Consider $A \subseteq \mathbb{R}^{n}$ closed set. I must show that if $A$ is not convex then there exist $x,y \in A$ such that \begin{align*} A \cap (x,y) = \emptyset, \text{ where } (x,y):= \{ (1-t)x + ty | t \in (0,1)\}. \end{align*}
Is it that trivial as I think?

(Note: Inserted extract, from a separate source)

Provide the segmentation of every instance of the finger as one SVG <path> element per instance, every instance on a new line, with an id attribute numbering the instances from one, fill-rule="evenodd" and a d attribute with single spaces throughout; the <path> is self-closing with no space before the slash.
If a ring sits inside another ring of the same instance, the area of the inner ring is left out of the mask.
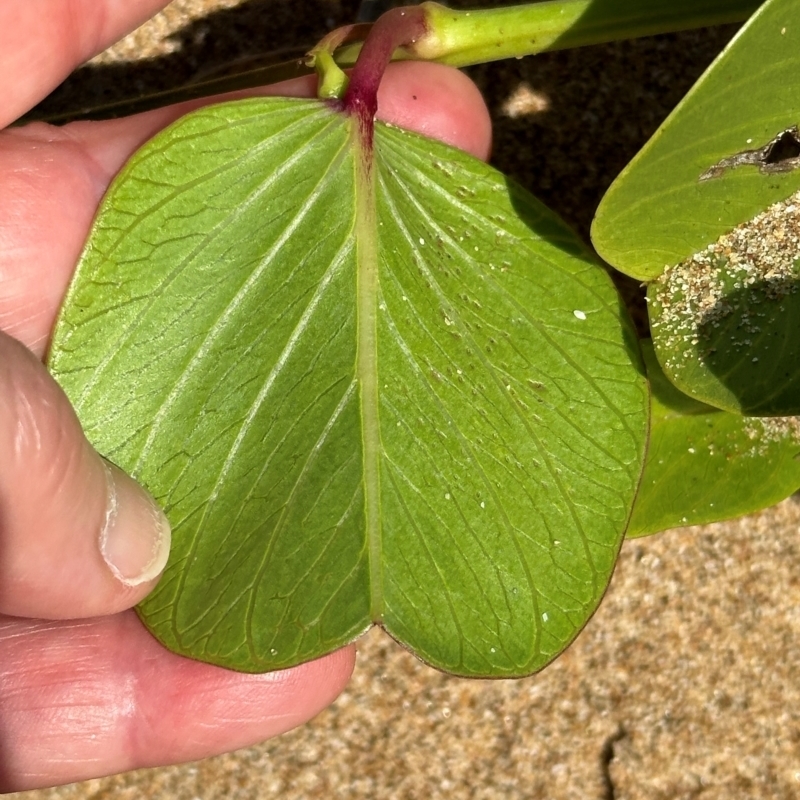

A set being not convex means that it does not contain the lines that make up a segment, so naturally its intersection with the convex set would be nothing.
Am I missing something?
If $A$ is not convex then there exist $x, y \in A$ with $x \ne y$ such that the segment $(x, y)$ is not a subset of $A$. One still has to show that there exist $x', y' \in A$ with $x' \ne y'$ such that the segment $(x', y')$ is completely in the complement of $A$.
Here is a possible strategy: The set $$ T = \{ t \in (0, 1) \mid (1-t)x + t y \notin A \} $$ is not empty, and it is open because the complement of $A$ is open. $T$ is therefore a finite or countable union of disjoint open intervals (see for example here). Let $I = (t_1, t_2)$ be one of these open intervals.
Then $x' = (1-t_1)x + t_1 y \in A$, $y' = (1-t_2)x + t_2 y \in A$, and $(x', y') \cap A = \emptyset$.